Por Amy Kazmin — Financial Times, de Roma
15/07/2022 05h01 Atualizado há 5 horas
A Itália mergulhou ontem na turbulência política, depois de o premiê Mario Draghi ter apresentou sua renúncia por causa de uma profunda divisão em seu governo de unidade nacional.
Draghi, que foi presidente do Banco Central Europeu (BCE), disse que não tinha mais condições de continuar no cargo após e o partido populista Movimento Cinco Estrelas ter se recusado a apoiar seu governo em uma votação crucial no Parlamento.
O presidente da Itália, Sergio Mattarella, porém, não aceitou a renúncia e pediu a Draghi que negocie com Parlamento na semana que vem, e avalie quanto apoio seu governo teria. A recusa de Mattarella dá mais tempo aos políticos italianos para que tentem chegar a um acordo de forma a evitar que o país precise antecipar as eleições.
Mas os acontecimentos do dia levantam dúvidas cada vez maiores sobre a longevidade da ampla coalizão liderada por Draghi desde o início de 2021.
“A maioria de unidade nacional que apoiou este governo desde sua criação não existe mais”, disse Draghi em um comunicado, ao apresentar a renúncia.
“Desde meu discurso de posse, sempre disse que este Executivo só iria adiante se houvesse uma perspectiva clara de poder levar a cabo o programa de governo para o qual as forças políticas deram seu voto de confiança”, afirmou. “Essas condições não existem mais.”
Com a crise, as ações italianas sofreram uma onda de vendas ontem, e o índice FTSE de ações no país caiu 3,4%. A taxa de retorno dos bônus de 10 anos do governo italiano subiu 0,11 ponto percentual, para 3,24%, o que ampliou a diferença com as taxas de retorno dos bônus alemães de 10 anos, já que os investidores querem um prêmio maior para manter a dívida italiana.
O estopim da crise foi o boicote do Movimento Cinco Estrelas – o segundo maior partido no Parlamento – a uma votação ontem sobre um pacote de € 26 bilhões destinado a proteger os italianos do impacto da alta da inflação.
O líder do Cinco Estrelas, Giuseppe Conte, disse que não podia mais apoiar o governo Draghi, que acusou de não fazer o suficiente para ajudar as famílias que enfrentam os custos cada vez maiores de alimentos e energia.
“Tenho muito medo de que setembro seja o momento em que as famílias precisarão escolher entre pagar sua conta de luz ou comprar comida”, disse Conte depois de uma reunião do partido na quarta-feira.
Apesar do boicote dos parlamentares do Cinco Estrelas, o pacote de ajuda foi aprovado no Senado italiano por maioria confortável. Mas Draghi já dissera em outras ocasiões que só estaria à frente de um governo de unidade nacional e não continuaria no cargo sem o Cinco Estrelas, que era o maior partido no Parlamento até rachar no mês passado.

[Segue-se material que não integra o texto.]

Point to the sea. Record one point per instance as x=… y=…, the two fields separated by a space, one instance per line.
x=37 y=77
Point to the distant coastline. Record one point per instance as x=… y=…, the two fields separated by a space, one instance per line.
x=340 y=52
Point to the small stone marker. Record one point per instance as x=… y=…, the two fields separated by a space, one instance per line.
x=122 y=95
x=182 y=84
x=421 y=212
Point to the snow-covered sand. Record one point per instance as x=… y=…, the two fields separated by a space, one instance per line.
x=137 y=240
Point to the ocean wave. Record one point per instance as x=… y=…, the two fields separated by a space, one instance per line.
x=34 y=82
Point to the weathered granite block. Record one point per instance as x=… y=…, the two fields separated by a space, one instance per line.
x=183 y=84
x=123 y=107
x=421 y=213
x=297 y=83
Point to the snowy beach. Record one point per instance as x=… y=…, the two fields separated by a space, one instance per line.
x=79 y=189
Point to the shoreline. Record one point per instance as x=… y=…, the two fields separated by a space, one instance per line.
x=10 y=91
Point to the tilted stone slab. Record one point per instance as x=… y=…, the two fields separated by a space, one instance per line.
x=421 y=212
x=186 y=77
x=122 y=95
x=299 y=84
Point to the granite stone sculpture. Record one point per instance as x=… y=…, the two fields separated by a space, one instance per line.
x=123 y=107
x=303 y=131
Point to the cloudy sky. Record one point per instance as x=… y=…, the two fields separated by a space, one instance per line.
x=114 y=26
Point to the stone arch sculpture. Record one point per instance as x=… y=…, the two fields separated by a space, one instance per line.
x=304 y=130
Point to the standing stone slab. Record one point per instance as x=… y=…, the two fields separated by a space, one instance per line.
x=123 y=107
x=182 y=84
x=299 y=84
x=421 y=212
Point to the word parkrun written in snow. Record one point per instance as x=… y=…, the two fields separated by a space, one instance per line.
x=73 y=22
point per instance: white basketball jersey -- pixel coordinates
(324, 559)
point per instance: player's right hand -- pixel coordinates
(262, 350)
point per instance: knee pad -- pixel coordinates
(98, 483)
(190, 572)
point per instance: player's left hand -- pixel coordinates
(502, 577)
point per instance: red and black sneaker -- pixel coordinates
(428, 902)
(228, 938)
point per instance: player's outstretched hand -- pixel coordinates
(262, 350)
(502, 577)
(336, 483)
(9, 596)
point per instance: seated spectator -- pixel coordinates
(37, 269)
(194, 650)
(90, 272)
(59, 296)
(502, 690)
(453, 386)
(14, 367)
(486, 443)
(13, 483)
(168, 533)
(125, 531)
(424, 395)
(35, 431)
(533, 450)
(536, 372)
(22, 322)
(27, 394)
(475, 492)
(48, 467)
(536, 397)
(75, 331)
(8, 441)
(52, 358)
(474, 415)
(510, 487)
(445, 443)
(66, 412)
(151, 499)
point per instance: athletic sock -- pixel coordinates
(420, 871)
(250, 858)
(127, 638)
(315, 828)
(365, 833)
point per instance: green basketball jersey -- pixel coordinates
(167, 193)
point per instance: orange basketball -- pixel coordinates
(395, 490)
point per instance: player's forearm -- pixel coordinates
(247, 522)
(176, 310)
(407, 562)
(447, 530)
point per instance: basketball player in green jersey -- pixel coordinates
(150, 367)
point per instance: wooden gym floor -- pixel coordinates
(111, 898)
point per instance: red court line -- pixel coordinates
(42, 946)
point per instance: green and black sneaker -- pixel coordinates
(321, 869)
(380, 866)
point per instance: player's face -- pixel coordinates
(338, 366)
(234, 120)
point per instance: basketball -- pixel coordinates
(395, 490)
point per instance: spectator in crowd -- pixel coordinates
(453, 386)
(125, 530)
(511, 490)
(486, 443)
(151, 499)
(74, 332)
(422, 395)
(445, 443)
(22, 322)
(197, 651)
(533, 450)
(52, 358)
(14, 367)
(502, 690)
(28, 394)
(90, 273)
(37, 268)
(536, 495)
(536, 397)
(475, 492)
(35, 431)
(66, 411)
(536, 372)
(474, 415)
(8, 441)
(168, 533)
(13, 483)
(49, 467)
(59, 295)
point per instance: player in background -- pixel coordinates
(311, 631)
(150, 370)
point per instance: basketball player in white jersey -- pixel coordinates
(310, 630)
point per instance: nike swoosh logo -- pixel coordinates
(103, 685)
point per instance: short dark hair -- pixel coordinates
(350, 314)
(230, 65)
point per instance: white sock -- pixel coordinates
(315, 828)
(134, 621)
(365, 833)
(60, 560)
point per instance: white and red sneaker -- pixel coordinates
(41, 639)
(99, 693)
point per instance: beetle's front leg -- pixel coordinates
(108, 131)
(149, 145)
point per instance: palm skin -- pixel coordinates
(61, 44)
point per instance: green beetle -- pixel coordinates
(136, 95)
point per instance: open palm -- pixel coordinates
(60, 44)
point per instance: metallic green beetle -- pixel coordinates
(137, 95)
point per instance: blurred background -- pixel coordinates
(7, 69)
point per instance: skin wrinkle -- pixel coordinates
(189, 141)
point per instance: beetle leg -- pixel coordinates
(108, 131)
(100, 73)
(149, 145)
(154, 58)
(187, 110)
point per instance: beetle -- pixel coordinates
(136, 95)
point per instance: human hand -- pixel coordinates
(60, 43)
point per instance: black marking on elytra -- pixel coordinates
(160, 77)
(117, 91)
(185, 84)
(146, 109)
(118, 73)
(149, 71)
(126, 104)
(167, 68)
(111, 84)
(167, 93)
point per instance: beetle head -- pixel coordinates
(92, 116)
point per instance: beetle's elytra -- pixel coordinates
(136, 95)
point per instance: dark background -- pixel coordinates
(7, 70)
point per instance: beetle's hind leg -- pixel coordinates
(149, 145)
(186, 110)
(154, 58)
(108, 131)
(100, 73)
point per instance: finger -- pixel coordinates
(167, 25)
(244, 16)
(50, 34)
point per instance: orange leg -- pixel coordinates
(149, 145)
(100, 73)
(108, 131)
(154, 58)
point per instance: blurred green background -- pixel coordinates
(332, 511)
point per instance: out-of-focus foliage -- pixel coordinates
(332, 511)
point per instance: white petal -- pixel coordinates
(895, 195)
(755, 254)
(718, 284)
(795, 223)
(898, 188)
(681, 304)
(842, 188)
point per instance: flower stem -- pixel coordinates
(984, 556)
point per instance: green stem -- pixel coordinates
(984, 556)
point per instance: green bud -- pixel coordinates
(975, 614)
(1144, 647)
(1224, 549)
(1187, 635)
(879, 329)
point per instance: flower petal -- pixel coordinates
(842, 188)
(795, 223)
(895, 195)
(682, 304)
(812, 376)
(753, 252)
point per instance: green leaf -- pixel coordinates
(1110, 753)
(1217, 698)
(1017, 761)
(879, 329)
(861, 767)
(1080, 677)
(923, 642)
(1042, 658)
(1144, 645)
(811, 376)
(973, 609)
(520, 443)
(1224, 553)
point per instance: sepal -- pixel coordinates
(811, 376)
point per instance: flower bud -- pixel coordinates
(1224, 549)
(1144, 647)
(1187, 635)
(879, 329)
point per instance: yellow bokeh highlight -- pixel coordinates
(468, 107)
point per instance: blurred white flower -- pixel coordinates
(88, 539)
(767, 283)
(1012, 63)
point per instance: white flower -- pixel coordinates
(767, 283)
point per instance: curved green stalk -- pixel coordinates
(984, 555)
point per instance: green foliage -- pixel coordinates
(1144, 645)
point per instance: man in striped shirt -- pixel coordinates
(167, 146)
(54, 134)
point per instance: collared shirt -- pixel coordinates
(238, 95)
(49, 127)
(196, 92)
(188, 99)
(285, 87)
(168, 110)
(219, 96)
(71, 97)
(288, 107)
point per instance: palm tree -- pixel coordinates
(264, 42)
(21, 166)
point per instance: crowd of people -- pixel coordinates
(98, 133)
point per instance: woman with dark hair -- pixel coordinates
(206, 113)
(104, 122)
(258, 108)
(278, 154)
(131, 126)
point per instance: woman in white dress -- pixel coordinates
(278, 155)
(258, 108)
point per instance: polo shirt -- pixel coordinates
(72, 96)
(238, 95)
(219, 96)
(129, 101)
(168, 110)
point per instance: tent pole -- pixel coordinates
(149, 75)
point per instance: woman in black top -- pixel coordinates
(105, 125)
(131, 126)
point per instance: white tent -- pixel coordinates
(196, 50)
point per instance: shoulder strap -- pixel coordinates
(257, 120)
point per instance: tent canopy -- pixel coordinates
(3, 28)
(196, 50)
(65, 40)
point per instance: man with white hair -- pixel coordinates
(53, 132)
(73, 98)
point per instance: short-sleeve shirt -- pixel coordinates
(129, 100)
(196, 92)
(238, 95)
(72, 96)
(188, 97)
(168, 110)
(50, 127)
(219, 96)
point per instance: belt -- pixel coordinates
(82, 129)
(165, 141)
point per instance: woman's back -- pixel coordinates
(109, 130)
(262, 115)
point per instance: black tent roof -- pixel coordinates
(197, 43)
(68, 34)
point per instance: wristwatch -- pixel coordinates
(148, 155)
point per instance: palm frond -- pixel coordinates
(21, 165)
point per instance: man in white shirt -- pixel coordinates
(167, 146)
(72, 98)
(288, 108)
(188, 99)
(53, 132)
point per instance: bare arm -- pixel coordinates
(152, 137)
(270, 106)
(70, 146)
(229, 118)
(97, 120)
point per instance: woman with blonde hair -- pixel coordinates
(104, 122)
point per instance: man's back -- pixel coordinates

A crise ocorre em um momento delicado para o país, que deve ser o maior beneficiário individual do fundo de € 750 bilhões da União Europeia (UE) destinado à recuperação das consequências da covid-19.
A antecipação das eleições levantaria dúvidas sobre a capacidade da Itália de aprovar seu orçamento no quarto trimestre e realizar reformas cruciais para ajudar a acelerar a trajetória de crescimento de longo prazo do país – de que a distribuição dos recursos da UE depende.
O comissário de Economia da UE, Paolo Gentiloni, afirmou ontem a meios de comunicação italianos que Bruxelas acompanhava a crise política “com espanto e apreensão”.
Enrico Letta, líder do Partido Democrata, de centro-esquerda, disse que agora os parlamentares precisam se unir para tentar impedir que Draghi deixe o cargo em um momento de dificuldades econômicas crescentes.
“Agora temos cinco dias para trabalhar para que o Parlamento confirme sua lealdade ao governo Draghi e para que Draghi e a Itália saiam o mais rápido possível dessa confusão dramática”, escreveu ele no Twitter.
Draghi, a quem, como presidente do BCE, se atribui ter salvado o euro durante a crise financeira da zona do euro, há uma década, foi convidado no ano passado por Mattarella para ser primeiro-ministro da Itália e comandar o país ainda abalado pela pandemia de covid-19.